The nation's "basic system of gathering evidence and sorting it later is really
dangerous," he said. "It's permanent. It's not going to go away."
It goes so far that a person's alcohol consumption actually could be tracked by
government agents, if they chose, through credit card documentation, he told WND.
"In an Electronic Police State, every surveillance camera recording, every
e-mail you send, every Internet site you surf, every post you make, every check
you write, every credit card swipe, every cell phone ping… are all criminal
evidence, and they are held in searchable databases, for a long, long time," the
report said.
"Whoever holds this evidence can make you look very, very bad whenever they care
enough to do so. You can be prosecuted whenever they feel like it – the evidence
is already in their database," the report continued. "Perhaps you trust that
your ruler will only use his evidence archives to hurt bad people. Will you also
trust his successor? Do you also trust all of his subordinates, every government
worker and every policeman?
"If some leader behaves badly, will you really stand up to oppose him or her?
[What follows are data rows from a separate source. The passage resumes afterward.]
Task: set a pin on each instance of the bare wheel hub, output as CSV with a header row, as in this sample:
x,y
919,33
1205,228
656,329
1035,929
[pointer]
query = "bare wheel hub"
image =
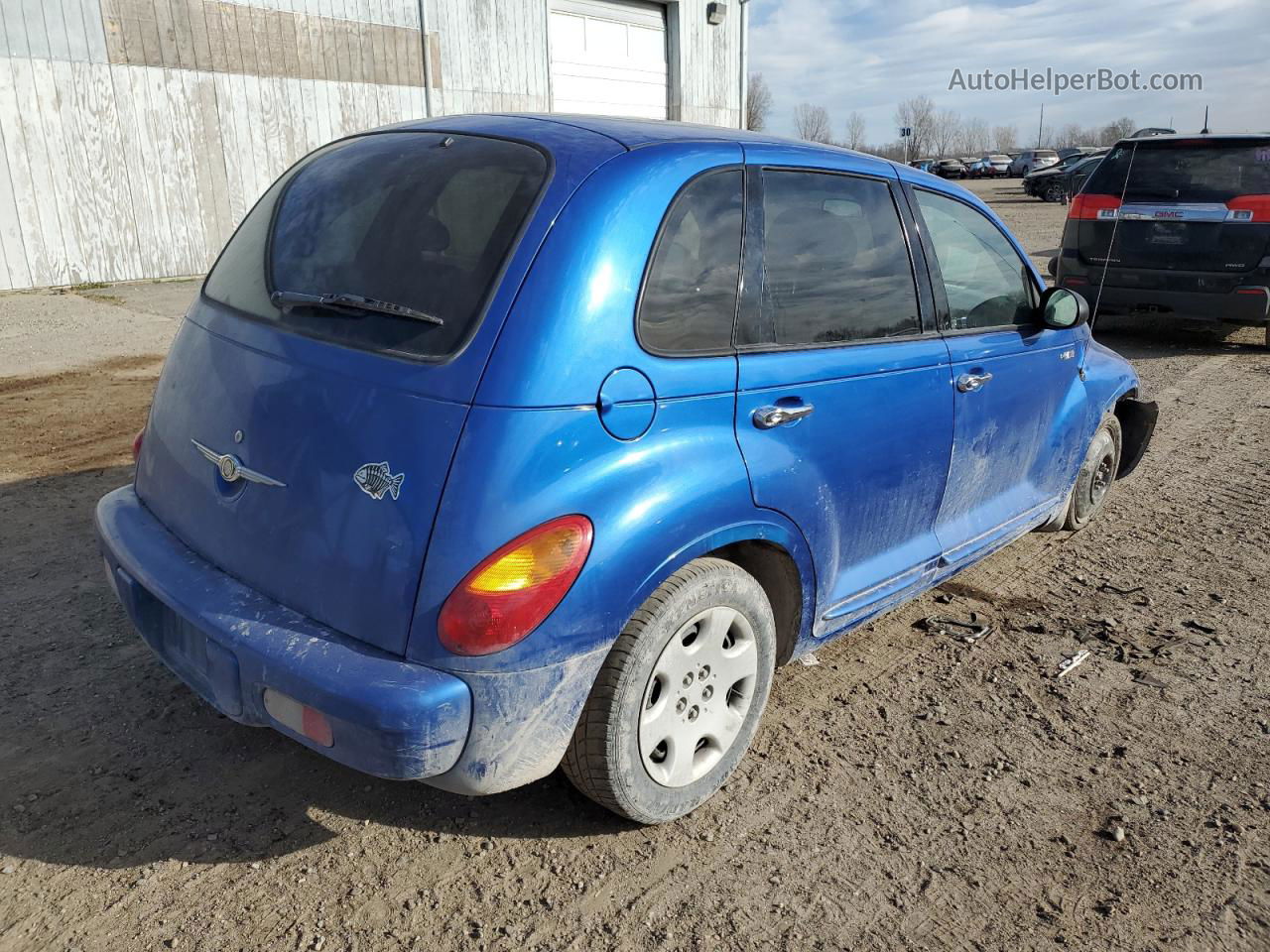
x,y
1102,477
698,696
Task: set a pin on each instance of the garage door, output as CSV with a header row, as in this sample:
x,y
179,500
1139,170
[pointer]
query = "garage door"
x,y
608,59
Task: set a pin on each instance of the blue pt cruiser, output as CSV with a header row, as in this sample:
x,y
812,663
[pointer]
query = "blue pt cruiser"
x,y
508,442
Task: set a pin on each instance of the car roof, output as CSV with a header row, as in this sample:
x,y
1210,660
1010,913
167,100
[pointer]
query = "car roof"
x,y
554,130
630,134
1250,137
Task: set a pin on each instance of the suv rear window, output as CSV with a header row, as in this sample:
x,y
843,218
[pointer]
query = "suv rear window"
x,y
1185,171
416,218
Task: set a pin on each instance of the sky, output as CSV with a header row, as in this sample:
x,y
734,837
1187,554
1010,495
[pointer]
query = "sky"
x,y
849,55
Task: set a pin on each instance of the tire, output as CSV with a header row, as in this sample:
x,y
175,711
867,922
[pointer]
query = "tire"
x,y
1097,472
613,757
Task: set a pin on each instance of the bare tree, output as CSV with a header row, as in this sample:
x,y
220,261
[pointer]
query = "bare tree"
x,y
917,114
856,131
1071,135
1118,130
975,137
948,130
1005,139
758,102
812,122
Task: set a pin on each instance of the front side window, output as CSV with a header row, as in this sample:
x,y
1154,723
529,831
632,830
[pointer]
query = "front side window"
x,y
690,298
985,281
835,267
418,220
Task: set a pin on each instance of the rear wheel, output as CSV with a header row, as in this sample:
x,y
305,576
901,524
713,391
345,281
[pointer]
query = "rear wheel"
x,y
680,696
1097,472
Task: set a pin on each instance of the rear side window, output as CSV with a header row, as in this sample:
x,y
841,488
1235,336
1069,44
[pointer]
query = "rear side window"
x,y
835,267
1173,172
690,296
984,278
413,218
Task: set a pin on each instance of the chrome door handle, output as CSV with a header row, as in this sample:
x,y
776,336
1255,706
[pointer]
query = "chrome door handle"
x,y
970,382
767,416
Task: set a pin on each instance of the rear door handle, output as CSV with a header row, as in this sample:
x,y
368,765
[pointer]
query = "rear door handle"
x,y
970,382
767,416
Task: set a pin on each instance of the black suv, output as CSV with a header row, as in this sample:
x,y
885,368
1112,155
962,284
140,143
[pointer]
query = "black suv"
x,y
1176,225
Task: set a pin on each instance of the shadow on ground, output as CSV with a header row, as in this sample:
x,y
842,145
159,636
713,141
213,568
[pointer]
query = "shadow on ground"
x,y
111,762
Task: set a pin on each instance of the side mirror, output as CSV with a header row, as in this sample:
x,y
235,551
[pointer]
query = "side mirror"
x,y
1061,308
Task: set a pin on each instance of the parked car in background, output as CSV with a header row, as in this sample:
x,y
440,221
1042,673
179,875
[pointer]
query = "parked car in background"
x,y
467,462
1078,150
1033,159
994,166
1055,184
1175,225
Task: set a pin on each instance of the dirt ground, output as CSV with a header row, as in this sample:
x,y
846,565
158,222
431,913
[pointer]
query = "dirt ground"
x,y
910,792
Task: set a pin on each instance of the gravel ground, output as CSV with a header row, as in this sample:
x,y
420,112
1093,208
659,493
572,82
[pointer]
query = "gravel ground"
x,y
911,791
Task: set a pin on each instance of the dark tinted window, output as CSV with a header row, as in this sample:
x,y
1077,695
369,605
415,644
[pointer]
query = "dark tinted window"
x,y
984,278
1171,172
690,298
400,217
835,267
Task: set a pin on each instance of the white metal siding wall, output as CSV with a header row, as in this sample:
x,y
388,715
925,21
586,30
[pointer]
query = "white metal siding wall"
x,y
136,134
608,59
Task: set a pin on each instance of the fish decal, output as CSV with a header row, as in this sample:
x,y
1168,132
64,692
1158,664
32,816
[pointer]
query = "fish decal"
x,y
377,479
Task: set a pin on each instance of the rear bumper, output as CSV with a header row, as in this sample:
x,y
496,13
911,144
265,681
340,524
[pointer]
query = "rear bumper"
x,y
229,643
1225,307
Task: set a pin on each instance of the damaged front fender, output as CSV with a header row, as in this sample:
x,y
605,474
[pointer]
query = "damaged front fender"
x,y
1137,425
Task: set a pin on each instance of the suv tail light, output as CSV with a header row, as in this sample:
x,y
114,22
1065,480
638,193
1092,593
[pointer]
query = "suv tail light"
x,y
1250,208
1092,207
513,590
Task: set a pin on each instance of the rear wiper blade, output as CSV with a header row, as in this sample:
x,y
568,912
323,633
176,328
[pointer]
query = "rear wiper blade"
x,y
356,302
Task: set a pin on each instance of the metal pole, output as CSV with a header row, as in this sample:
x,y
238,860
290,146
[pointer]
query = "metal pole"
x,y
744,62
427,59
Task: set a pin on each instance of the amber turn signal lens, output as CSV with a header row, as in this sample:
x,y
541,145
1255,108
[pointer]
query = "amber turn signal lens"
x,y
513,590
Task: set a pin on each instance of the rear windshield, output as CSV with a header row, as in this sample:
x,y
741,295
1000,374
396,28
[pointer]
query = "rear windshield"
x,y
414,218
1185,172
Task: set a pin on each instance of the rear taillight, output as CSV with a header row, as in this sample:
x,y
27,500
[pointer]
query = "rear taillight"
x,y
1248,208
1093,207
508,594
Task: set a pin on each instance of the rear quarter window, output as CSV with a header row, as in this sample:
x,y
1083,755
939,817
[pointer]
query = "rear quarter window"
x,y
835,264
416,218
690,296
1173,172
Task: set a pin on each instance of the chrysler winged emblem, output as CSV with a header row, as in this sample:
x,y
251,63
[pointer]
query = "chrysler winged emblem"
x,y
231,468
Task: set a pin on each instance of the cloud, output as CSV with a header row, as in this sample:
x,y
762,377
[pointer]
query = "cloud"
x,y
865,56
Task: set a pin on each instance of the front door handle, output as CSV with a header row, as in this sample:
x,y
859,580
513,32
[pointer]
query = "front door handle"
x,y
767,416
970,382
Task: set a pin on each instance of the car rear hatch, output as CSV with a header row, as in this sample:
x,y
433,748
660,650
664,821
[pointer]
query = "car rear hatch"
x,y
1179,204
302,445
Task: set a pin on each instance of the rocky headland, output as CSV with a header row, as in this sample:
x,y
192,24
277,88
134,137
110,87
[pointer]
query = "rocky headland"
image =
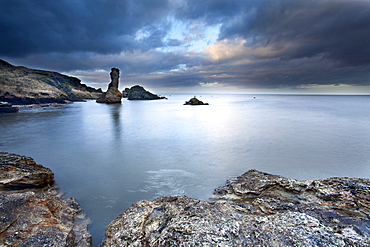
x,y
32,212
255,209
20,85
195,101
139,93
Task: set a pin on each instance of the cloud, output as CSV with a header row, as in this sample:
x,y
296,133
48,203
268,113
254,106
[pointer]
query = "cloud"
x,y
182,43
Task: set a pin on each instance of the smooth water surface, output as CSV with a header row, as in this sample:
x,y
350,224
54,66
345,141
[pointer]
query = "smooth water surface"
x,y
110,156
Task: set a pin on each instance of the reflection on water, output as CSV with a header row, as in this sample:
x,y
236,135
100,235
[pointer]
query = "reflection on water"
x,y
111,156
166,182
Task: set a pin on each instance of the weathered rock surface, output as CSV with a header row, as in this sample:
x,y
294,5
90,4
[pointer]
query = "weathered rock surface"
x,y
20,172
139,93
256,209
7,107
113,95
195,101
32,212
20,85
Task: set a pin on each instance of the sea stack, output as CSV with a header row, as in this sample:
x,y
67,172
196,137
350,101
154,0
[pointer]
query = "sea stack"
x,y
113,95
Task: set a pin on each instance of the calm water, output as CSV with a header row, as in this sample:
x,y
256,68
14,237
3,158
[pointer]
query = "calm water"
x,y
110,156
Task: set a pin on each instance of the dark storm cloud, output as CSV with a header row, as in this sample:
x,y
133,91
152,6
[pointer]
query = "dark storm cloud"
x,y
102,26
259,43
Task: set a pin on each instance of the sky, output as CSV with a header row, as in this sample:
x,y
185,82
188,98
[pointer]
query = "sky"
x,y
193,46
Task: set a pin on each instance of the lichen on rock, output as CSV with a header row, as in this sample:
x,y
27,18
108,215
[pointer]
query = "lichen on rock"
x,y
255,209
32,212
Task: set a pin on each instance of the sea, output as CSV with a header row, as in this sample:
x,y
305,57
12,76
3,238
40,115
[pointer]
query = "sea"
x,y
111,156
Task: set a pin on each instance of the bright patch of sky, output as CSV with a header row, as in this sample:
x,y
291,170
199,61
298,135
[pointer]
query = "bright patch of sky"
x,y
192,36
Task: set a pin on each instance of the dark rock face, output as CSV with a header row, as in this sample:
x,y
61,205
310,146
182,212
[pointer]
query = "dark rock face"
x,y
7,107
139,93
20,85
113,95
256,209
195,101
31,212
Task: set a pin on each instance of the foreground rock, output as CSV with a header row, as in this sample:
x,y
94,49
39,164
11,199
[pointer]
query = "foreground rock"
x,y
139,93
195,101
7,107
31,212
113,95
22,86
256,209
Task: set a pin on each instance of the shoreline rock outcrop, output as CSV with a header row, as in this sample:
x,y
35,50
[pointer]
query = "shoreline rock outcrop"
x,y
255,209
113,95
7,107
195,101
32,212
139,93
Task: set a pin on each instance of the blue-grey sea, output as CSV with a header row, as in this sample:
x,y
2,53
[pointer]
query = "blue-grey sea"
x,y
110,156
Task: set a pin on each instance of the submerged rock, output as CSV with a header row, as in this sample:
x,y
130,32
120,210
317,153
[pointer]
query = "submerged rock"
x,y
195,101
113,95
139,93
7,107
32,212
256,209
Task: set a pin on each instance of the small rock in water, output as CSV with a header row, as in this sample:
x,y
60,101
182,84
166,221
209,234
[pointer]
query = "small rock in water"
x,y
255,209
195,101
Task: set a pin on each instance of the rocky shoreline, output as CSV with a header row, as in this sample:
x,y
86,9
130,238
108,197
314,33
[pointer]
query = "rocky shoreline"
x,y
254,209
32,212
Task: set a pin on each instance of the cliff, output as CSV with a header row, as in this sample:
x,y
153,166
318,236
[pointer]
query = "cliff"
x,y
32,212
20,85
255,209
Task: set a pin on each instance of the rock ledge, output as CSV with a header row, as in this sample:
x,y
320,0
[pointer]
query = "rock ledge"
x,y
255,209
32,212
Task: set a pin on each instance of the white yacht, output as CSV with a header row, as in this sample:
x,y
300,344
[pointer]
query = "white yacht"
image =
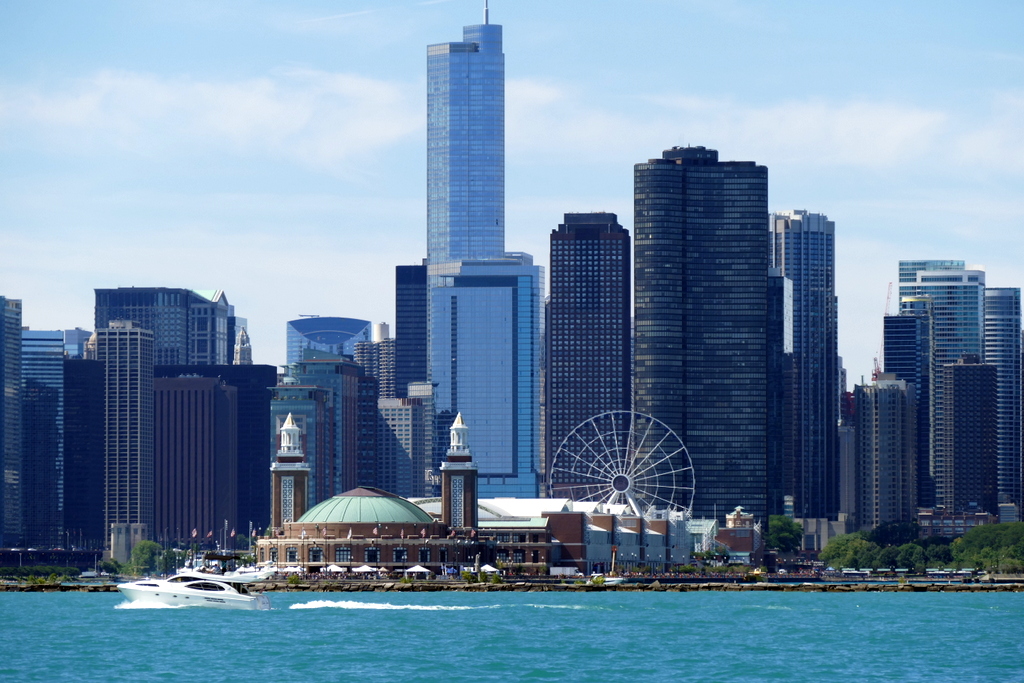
x,y
197,590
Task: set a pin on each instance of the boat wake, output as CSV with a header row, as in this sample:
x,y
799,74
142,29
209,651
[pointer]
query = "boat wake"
x,y
353,604
144,604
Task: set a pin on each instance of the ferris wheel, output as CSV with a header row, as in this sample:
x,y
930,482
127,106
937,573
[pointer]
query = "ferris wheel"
x,y
626,458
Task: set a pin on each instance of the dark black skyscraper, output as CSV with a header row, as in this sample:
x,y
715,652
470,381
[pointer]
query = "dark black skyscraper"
x,y
907,352
411,354
588,329
701,243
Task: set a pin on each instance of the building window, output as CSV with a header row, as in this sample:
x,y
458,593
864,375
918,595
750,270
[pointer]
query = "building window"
x,y
457,502
287,499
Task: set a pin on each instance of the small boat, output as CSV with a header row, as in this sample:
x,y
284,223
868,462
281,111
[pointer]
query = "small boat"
x,y
197,590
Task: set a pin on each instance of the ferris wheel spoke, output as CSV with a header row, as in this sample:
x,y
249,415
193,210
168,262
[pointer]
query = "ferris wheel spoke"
x,y
651,463
656,468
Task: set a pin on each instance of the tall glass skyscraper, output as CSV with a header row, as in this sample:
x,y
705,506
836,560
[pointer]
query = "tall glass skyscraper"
x,y
804,250
484,363
466,146
484,303
701,317
1003,349
957,298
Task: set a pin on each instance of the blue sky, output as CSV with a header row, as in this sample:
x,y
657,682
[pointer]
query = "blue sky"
x,y
275,150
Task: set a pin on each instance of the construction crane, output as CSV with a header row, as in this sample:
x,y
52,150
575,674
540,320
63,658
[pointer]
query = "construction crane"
x,y
882,343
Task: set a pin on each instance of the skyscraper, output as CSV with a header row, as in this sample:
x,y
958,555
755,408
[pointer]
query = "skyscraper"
x,y
886,461
84,424
466,146
1003,349
907,350
700,355
412,356
126,351
196,482
254,385
10,421
780,375
957,297
588,324
484,303
804,250
485,323
42,435
969,477
189,327
334,335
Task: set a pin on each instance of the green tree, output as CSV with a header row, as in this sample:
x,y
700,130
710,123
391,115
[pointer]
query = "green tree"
x,y
911,556
894,534
144,556
783,534
850,550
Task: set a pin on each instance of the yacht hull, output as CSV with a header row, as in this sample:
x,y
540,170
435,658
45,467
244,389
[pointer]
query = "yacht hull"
x,y
180,595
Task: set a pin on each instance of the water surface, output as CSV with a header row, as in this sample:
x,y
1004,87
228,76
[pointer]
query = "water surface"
x,y
600,637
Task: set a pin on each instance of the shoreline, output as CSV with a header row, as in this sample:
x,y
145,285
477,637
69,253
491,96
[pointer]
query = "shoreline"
x,y
530,587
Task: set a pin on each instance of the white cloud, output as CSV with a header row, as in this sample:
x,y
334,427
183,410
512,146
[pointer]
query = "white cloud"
x,y
544,116
313,118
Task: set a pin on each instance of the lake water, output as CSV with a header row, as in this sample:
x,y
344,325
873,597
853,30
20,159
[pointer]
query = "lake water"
x,y
600,637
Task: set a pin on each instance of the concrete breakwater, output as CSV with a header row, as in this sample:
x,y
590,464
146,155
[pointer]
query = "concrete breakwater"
x,y
432,587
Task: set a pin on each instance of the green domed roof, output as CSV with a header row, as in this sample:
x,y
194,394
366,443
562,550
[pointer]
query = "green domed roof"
x,y
366,506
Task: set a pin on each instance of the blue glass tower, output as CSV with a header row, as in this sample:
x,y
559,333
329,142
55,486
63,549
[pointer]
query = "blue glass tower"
x,y
466,146
484,304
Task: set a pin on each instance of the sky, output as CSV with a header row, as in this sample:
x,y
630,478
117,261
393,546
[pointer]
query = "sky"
x,y
275,150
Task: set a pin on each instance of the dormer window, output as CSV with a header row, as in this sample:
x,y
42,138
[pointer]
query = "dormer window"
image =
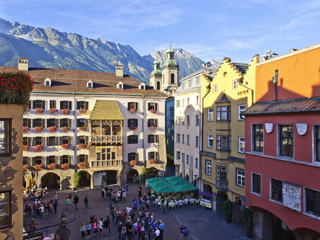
x,y
90,84
120,85
47,82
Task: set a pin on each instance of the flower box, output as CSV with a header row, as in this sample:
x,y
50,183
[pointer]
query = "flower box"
x,y
52,166
65,146
82,111
133,162
65,111
38,148
52,110
152,128
153,160
65,166
38,110
82,146
38,167
52,129
132,110
82,165
65,129
38,129
26,148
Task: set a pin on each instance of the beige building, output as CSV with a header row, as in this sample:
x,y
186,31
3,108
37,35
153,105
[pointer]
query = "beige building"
x,y
94,128
11,175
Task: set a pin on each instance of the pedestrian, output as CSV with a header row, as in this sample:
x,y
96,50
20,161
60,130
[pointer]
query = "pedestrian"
x,y
83,231
86,202
75,201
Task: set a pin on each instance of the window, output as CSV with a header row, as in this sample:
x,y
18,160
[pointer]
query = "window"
x,y
317,142
257,141
210,141
132,123
223,143
153,138
215,88
256,183
241,110
210,114
224,113
132,139
241,145
313,202
82,105
5,209
234,84
197,120
240,174
286,140
276,190
197,163
221,173
178,155
208,167
5,137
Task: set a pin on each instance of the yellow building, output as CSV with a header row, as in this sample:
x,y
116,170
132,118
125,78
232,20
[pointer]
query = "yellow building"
x,y
225,96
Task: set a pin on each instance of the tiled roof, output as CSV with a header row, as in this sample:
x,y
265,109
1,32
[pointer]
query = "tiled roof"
x,y
285,106
69,81
106,110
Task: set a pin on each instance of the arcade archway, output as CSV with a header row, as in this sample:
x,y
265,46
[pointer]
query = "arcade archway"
x,y
51,181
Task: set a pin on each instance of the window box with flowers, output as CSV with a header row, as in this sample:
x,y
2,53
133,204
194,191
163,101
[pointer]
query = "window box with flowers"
x,y
52,129
82,146
38,129
26,148
65,111
82,111
38,148
82,165
65,146
65,166
38,167
65,129
133,162
52,110
38,110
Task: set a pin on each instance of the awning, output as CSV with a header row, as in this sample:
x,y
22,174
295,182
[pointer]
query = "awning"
x,y
106,110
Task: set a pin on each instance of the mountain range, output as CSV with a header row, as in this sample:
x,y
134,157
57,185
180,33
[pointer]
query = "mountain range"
x,y
49,48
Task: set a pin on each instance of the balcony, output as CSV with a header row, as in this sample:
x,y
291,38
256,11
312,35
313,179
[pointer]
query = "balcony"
x,y
222,185
107,139
107,163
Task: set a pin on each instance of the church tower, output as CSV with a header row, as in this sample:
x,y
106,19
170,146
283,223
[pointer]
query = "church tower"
x,y
170,73
156,76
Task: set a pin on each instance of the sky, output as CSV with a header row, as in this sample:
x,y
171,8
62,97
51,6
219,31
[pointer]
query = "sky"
x,y
208,29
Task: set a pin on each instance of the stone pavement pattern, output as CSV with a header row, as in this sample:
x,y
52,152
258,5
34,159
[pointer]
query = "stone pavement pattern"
x,y
203,224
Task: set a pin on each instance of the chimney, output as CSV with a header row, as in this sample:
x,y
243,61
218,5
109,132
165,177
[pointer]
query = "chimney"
x,y
23,64
119,71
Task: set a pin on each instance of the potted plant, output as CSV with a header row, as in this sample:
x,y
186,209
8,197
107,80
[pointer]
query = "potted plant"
x,y
247,218
227,210
52,110
65,111
38,110
52,129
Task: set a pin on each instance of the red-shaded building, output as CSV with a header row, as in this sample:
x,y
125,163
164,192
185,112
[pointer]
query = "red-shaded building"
x,y
283,152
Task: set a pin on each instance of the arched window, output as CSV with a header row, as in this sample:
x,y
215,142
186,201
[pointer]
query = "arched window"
x,y
172,78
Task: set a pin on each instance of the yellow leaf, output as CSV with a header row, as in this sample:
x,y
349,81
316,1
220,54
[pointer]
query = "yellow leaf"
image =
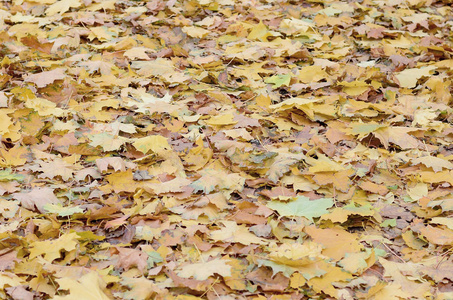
x,y
50,249
231,232
324,283
196,32
221,120
62,6
409,77
88,287
16,156
337,241
340,180
122,181
259,32
154,143
203,270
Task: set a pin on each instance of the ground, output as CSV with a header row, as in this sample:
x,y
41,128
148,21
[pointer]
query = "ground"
x,y
226,149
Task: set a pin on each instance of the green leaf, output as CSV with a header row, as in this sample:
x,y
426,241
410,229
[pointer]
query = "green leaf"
x,y
302,206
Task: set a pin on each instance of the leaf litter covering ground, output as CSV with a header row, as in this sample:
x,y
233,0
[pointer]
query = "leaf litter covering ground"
x,y
226,150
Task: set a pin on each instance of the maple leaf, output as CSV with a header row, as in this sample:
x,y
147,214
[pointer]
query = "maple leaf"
x,y
203,270
37,198
302,207
90,286
44,78
51,249
231,232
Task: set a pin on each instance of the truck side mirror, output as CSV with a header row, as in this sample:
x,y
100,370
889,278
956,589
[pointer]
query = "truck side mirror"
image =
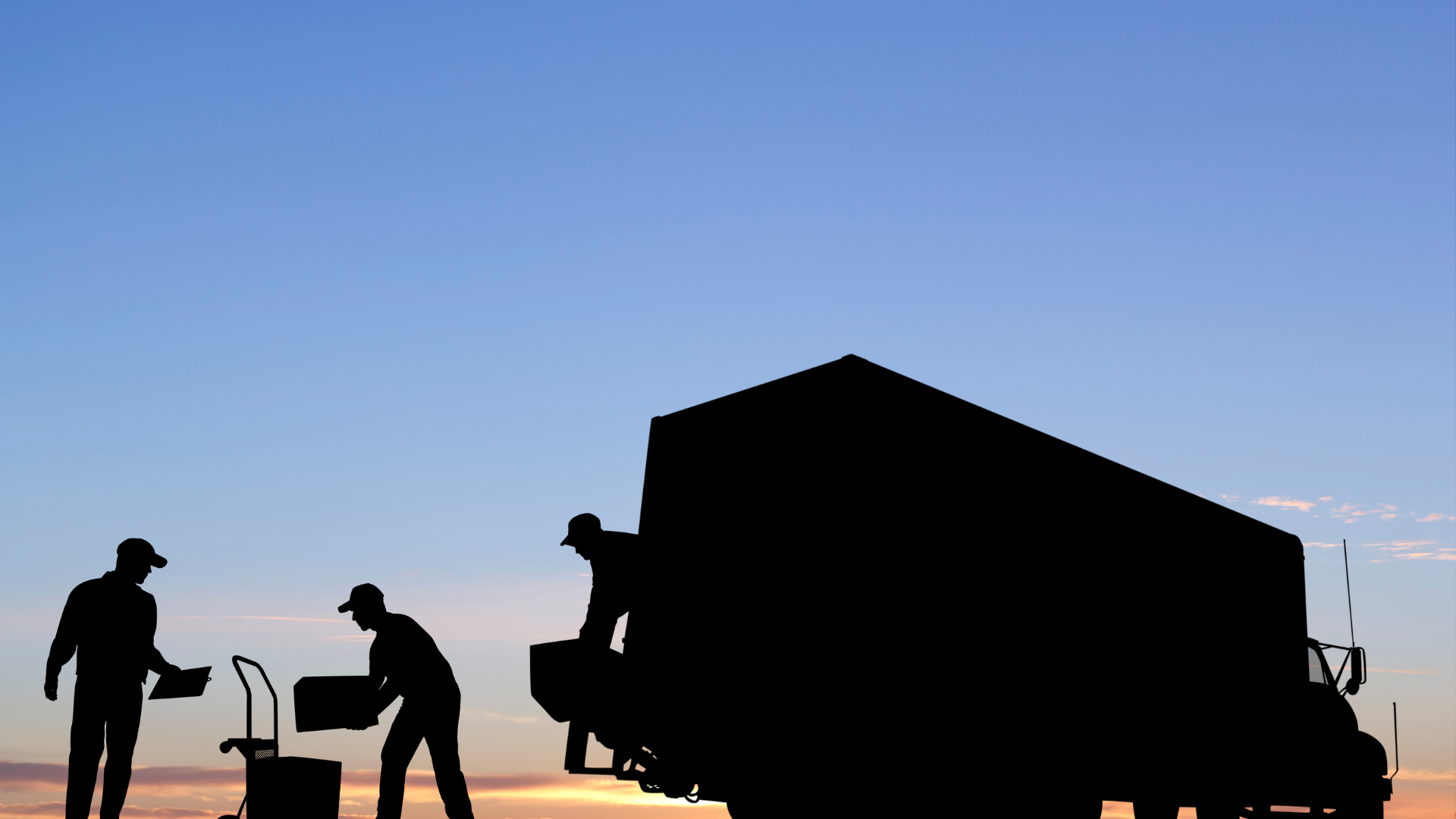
x,y
1357,670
Would you still do it if he had all the e-mails you sent when you were
depressed? Or if she has records of every porn site you've ever surfed? Or if he
knows every phone call you've ever made? Or if she knows everyone you've ever
sent money to?" the report asks.
"This system hasn't yet reached its full shape, but all of the basics are in
place and it is not far from complete in some places," the report said.
Rosenberg told WND the organization also sought input on the status of
electronic surveillance around the world from organizations including the the
Electronic Privacy Information Center, Reporters Without Borders, Freedom House,
the Ludwig von Mises Institute and The Heritage Foundation.